The initial album from Scottish duo BofC from 1998 used vintage synths, field recordings and found sound, deliberate degrading of their sound sources, with an audio palette that mixed and matched elements of hip hop, trip hop, library music, ambient and psychedelia to create an album infused with a strange sense of unfocused musical nostalgia. Using parts of dance music — a filtered drum loop, a distorted kick drum pattern, a rave-redolent synth — to create music that isn’t particularly danceable, the overall mood switches between faint unease and an agreeable innocence.

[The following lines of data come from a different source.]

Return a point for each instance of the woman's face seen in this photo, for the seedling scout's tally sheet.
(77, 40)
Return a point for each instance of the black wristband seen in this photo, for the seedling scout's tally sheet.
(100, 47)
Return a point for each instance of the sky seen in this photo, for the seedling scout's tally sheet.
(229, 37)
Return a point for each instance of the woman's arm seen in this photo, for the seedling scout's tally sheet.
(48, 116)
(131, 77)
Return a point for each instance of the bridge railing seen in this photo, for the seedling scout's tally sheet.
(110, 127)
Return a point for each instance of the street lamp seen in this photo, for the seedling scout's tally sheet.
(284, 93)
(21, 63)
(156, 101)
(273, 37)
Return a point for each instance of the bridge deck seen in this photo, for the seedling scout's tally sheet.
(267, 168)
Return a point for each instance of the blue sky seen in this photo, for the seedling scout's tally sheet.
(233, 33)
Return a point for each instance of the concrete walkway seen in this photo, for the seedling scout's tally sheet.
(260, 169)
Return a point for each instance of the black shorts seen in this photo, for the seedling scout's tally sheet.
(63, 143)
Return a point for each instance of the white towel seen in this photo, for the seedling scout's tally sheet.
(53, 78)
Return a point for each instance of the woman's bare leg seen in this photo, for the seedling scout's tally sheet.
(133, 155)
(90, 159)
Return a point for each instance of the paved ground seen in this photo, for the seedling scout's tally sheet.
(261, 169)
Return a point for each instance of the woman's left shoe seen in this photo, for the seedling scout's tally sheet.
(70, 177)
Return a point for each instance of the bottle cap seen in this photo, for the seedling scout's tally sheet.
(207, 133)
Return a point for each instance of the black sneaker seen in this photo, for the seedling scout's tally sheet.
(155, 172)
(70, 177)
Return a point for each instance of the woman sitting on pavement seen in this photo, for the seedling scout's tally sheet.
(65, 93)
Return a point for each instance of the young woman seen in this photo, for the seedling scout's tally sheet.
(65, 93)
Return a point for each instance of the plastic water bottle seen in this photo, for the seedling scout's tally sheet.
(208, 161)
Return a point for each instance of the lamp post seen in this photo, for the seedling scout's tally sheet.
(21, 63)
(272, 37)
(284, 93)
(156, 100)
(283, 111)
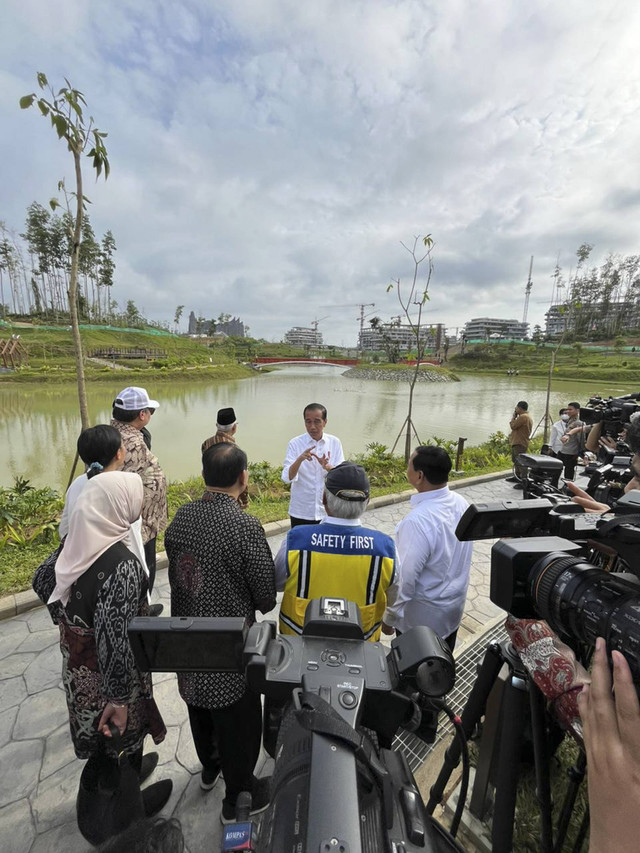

The gentle melodies, soft touch, gauzy, frayed sampling style and sense of innocence and nostalgia in Music has… have proved very influential in the decades since its release and it remains a weirdly comforting listen.

Harold Heath

Both pioneers and popularizers of ambient IDM as musical hauntology, BoC’s official debut was the product of two minds’ years spent marinating in half-remembered old educational films and analog-synth experiments. It’s just avant-garde enough to feel revelatory while still pulling from uncanny memories shared by a wider range of listeners than expected — gracefully unreal, a warm sun on a frozen landscape, an afterlife in the tundra of ghosts.

Nate Patrin

Man oh man, if all this electronic wibbling and wobbling had any point, it might be this album. All of the nostalgic filter freaking is at its most beautiful peak and the brothers are writing full-fledged melodies and harmonies. “Telephasic Workshop,” all by itself, is one of the greatest songs of the Nineties: pure momentum and gorgeous whining. An absolutely perfect sandwich of aquamarine plastic and pure digital soul.